On July 5, 2001, the Stilwell Value Group filed with the Securities and Exchange
Commission (the "Commission") a revised preliminary proxy statement in
connection with the election of the nominee of the Stilwell Value Group (the
"Stilwell Nominee") to the board of directors of Oregon Trail Financial Corp.
("Oregon Trail") at Oregon Trail's 2001 annual meeting of stockholders. The
Stilwell Value Group will prepare and file with the Commission a definitive
proxy statement regarding the proposed election of a Stilwell Nominee and may
file other proxy solicitation material regarding the election of the Stilwell
Nominee. Investors and security holders are urged to read the definitive proxy
statement and any other proxy material, when they become available, because they
will contain important information. The definitive proxy statement will be sent
to stockholders of Oregon Trail seeking their support for the election of the
Stilwell Nominee to the Oregon Trail board of directors. Investors and security
holders may obtain a free copy of the definitive proxy statement (when it is
available) and other documents filed by the Stilwell Value Group with the
Commission at the Commission's website at www.sec.gov. The definitive proxy
statement (when it is available) and these other documents may also be obtained
for free by writing to Mr.
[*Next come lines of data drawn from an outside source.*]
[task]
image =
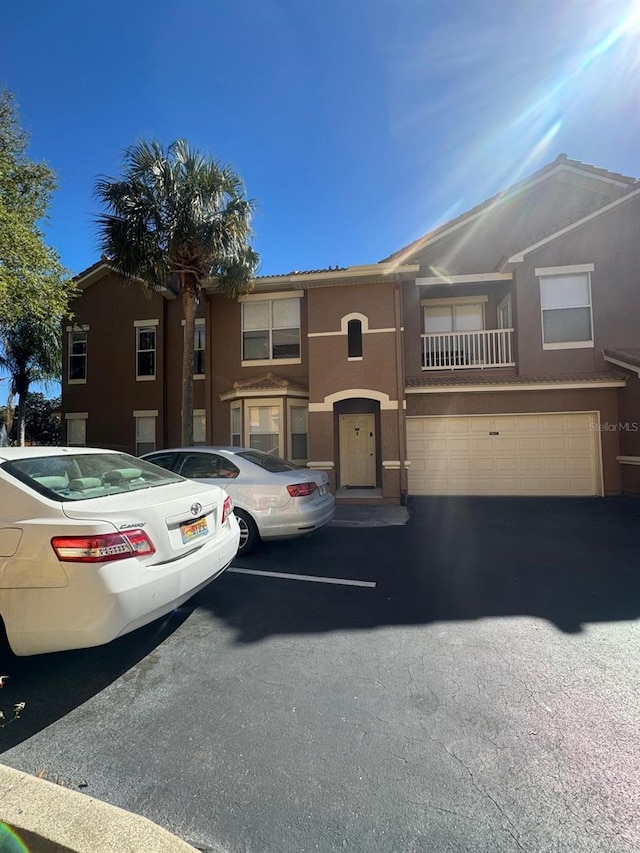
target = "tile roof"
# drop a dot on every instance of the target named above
(630, 356)
(597, 171)
(268, 382)
(480, 380)
(301, 272)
Joseph Stilwell at 26 Broadway, 23rd Floor, New York,
New York 10004, or by contacting D.F. King & Co. at (212) 269-5550.

 Detailed information regarding the names, affiliations and interests of
individuals who may be deemed participants in the solicitation is available in
the revised preliminary proxy statement filed by the Stilwell Value Group with
the Commission on Schedule 14A on July 5, 2001.